Dal 2013, le emissioni annuali di clorofluorocarburi (CFC) – una delle più importanti classi di molecole che distruggono lo strato di ozono che ci protegge dalle radiazioni ultraviolette del Sole – il cui uso è vietato dal Protocollo di Montreal, sono aumentate in modo inaspettato. L’immissione in atmosfera di questi gas proviene in buona pare da alcune regioni della Cina orientale. A documentarlo è uno studio effettuato da un gruppo internazionale di ricercatori diretto da Matt Rigby dell’Università di Bristol, e pubblicato su “Nature”, che ha in particolare tracciato il CFC-11, uno dei clorofluorocarburi in passato più diffusi.

Negli ultimi decenni i livelli atmosferici di CFC-11 erano in discesa in seguito agli accordi internazionali per una loro progressiva messa al bando.
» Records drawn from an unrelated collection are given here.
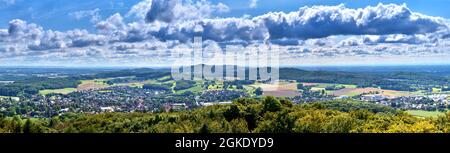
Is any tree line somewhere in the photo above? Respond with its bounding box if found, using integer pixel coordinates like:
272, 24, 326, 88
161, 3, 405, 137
0, 97, 450, 133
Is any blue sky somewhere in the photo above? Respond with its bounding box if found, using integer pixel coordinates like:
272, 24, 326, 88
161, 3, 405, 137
0, 0, 450, 31
0, 0, 450, 66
Le analisi dei dati registrati da varie reti di monitoraggio sparse per il mondo hanno però mostrato che dal 2013 c’è stato un nuovo inaspettato rialzo, indice che da qualche parte erano riprese emissioni illegali di questo composto, un tempo ampiamente usato come fluido di refrigerazione nei frigoriferi e come schiumogeni negli isolati degli edifici.

Il confronto fra le emissioni di CFC in Cina orientale nel periodo 2008-2012 (sinistra) e 2014-2017 (destra) indica un netto aumento. (University of Bristol )
Il confronto fra le emissioni di CFC in Cina orientale nel periodo 2008-2012 (sinistra) e 2014-2017 (destra) indica un netto aumento. (University of Bristol )

Per escludere che l’aumento fosse realmente dovuto a una nuova produzione, ha spiegato Rigby, “abbiamo esaminato le stime sulla quantità di CFC-11 che potrebbe essere inglobato in schiume isolanti in edifici o frigoriferi prodotti prima del 2010, ma le quantità erano troppo piccole per spiegare il recente aumento”.

Per poter stabilire la provenienza del gas, è stato necessario allestire una nuova rete di rilevazione; le centraline di quella usata fino ad allora erano collocate in punti molto lontani dalle possibili fonti di emissione, proprio per essere sicuri di rilevare le concentrazioni medie globali di CFC-11. L’analisi dei dati provenienti dalla nuova rete – che copre diverse aree parti di Nord America, Europa, Australia meridionale, Corea e Giappone – ha ora mostrato che dal 40 al 60 per cento delle nuove emissioni, pari a circa 7000 tonnellate all’anno di gas, proviene dalla Cina orientale, e in particolare dalle province di Shandong e di Hebei. Per l’individuazione dei responsabili specifici bisognerà chiedere la collaborazione diretta delle autorità cinesi, che peraltro proprio di recente hanno individuato e chiuso alcuni impianti di produzione illegali.

I dati indicano peraltro che aumenti minori si siano verificati anche in altri paesi o nelle regioni più occidentali della Cina, tutte aree troppo lontane dagli attuali punti di monitoraggio della rete di monitoraggio.

Purtroppo, anche la nuova rete non copre molte aree del globo, specie nei paesi in via di sviluppo, ma quel che è peggio, osservano i ricercatori, è che “probabilmente abbiamo rilevato solo una parte del totale dei CFC prodotti. Il resto potrebbe essere incluso in edifici e refrigeratori e verrà rilasciato nell’atmosfera nei prossimi decenni”, ritardando il tempo necessario allo strato di ozono e al “buco” dell’ozono antartico per riprendersi.